THE LONE SURVIVOR OF A SERIAL KILLER ON A MULTI-STATE KILLING SPREE...HER STORY, IN HER WORDS ON 48 HOURS: LIVE TO TELL "THE RAILROAD KILLER," ON SATURDAY, DEC. 11, 2010
On Saturday, Dec. 11 (10 -11 PM, ET/PT) 48 HOURS' limited-run series, LIVE TO TELL continues with "The Railroad Killer," the firsthand account of a young woman who came face-to-face with an infamous serial killer.
For 20-year-old Holly Dunn, Labor Day weekend 1997, marked the start of her junior year at the University of Kentucky - a semester that was full of possibilities. She belonged to a popular sorority and had recently started dating a young man named Chris Maier. On a late August night, the couple had left a party to take a midnight stroll under the stars to watch the passing trains, but as they were returning from their walk near the railroad tracks, a dark figure holding a sharp object suddenly emerged.
What they thought was going to be a robbery, they soon realized, was going to be far worse. The man bound Dunn and Maier and gagged them. Then he did the unthinkable - he picked up a rock and smashed it into Maier's skull and then raped Dunn. It was in that moment that the young woman decided that if she survived the attack, she would not stop until this man was brought to justice.
Driven by her determination to get her attacker, Dunn kept her wits about her as he began raping her - digging her fingernails into the ground and trying to tear them off in order to leave clues for the police and memorizing any distinguishing marks on his body so that she could identify him. But the nightmare was not over. He then grabbed an object and smashed her in the face, beat her savagely in the head and left her for dead.
Dunn had begun that night on the cusp of a bright future. She woke up beaten and bloodied and - as she would later find out - the sole survivor of a multi-state killing spree by Angel Maturino Resendiz, nicknamed "The Railroad Killer." Now the race was on to find him before he killed again.
Over the next two years, Resendiz would be linked to nine murders, landing him on the FBI's Ten Most Wanted list in a story that would capture headlines. The reign of terror would finally end in 1999, when Resendiz surrendered, but for Dunn the nightmare continued. Plagued by "survivor's guilt" she remained hidden from the media and the world for two years. In 2000, she faced her fears when she was called upon to be the prosecution's star witness at Resendiz's trial.

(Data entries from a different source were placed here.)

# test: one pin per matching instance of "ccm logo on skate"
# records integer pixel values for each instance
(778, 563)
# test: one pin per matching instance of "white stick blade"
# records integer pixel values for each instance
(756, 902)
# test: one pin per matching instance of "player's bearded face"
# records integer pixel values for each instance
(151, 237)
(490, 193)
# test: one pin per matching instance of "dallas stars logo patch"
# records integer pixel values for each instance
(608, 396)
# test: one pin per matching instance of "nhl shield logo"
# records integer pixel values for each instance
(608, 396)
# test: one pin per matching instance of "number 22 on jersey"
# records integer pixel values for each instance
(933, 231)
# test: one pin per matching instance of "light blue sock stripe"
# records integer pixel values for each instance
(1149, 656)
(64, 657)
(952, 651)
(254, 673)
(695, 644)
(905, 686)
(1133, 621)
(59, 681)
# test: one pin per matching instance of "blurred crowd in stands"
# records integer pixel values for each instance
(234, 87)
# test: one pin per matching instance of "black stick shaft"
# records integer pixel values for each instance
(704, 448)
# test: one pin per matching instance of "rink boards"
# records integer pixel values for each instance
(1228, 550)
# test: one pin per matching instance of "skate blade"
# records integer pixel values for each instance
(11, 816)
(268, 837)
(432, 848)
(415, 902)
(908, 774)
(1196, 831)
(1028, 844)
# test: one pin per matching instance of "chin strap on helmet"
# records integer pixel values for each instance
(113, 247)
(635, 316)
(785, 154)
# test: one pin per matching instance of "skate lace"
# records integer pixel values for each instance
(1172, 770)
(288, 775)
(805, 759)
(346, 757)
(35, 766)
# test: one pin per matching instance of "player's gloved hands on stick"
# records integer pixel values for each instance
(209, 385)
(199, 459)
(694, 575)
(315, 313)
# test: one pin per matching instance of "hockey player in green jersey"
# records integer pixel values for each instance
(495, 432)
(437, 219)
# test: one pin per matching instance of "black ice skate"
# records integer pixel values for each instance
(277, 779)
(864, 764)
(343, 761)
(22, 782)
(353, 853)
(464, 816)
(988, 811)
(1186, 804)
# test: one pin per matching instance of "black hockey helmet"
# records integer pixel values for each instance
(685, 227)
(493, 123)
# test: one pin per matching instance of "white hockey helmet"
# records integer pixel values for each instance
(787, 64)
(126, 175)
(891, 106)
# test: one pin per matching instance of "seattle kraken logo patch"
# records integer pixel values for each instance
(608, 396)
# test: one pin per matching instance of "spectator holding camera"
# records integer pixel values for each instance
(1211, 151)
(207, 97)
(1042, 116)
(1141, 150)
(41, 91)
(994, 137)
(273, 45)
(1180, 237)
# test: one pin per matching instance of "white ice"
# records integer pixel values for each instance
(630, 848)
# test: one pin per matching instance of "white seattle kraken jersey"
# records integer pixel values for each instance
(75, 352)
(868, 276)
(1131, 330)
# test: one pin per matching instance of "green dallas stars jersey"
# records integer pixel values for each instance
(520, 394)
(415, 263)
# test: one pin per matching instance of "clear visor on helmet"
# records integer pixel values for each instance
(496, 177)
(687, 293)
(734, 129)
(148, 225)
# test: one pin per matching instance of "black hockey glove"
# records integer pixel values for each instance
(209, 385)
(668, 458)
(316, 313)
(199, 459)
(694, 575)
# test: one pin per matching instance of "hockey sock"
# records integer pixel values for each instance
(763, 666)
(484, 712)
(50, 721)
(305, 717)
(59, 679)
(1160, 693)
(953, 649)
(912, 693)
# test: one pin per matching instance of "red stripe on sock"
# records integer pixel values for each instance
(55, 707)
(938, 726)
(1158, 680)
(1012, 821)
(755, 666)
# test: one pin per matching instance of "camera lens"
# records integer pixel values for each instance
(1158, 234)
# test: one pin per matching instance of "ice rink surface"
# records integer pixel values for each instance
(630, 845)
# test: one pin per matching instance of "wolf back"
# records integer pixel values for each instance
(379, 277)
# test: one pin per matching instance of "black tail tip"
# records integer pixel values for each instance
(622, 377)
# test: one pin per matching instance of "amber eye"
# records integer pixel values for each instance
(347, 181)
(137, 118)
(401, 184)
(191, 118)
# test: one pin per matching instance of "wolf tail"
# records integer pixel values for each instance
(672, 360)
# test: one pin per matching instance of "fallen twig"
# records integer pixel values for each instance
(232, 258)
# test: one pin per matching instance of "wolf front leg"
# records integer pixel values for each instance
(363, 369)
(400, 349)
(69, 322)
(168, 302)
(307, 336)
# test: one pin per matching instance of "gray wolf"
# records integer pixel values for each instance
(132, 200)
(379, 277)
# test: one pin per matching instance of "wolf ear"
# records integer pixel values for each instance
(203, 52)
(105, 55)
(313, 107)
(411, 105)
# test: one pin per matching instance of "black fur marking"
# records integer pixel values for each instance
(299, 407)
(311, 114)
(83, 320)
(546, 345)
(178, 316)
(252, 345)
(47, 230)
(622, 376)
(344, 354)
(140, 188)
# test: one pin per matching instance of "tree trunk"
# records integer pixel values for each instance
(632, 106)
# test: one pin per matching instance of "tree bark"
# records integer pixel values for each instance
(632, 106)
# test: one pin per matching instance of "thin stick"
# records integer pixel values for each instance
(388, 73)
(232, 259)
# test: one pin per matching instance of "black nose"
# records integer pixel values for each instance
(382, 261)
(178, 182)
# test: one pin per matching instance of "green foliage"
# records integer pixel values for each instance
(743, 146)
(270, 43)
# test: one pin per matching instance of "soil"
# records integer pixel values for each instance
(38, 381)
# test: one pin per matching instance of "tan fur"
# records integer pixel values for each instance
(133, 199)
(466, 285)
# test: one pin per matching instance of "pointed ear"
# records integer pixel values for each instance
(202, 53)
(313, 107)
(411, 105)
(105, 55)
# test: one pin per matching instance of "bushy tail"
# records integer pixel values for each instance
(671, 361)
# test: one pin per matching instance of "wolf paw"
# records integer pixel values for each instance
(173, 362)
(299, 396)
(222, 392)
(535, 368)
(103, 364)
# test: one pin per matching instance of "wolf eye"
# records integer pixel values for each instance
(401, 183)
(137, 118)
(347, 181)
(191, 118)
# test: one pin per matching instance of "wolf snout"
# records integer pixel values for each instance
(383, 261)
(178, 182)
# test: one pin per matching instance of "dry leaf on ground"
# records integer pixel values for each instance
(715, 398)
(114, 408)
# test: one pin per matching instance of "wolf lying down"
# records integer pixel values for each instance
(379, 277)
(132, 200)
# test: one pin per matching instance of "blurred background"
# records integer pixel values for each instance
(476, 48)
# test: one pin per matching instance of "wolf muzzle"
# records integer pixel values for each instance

Dunn never stayed at the courthouse to hear the jury's guilty verdict. She also did not attend Resendiz's 2006 execution. He had taken her health and her innocence but not her fortitude to live. It is an inner strength that she has taken full advantage of in order to help others. In 2008, she opened a sexual assault crisis center in her hometown of Evansville, Ind. With every victim she helps, Holly says she gets back a little more of herself.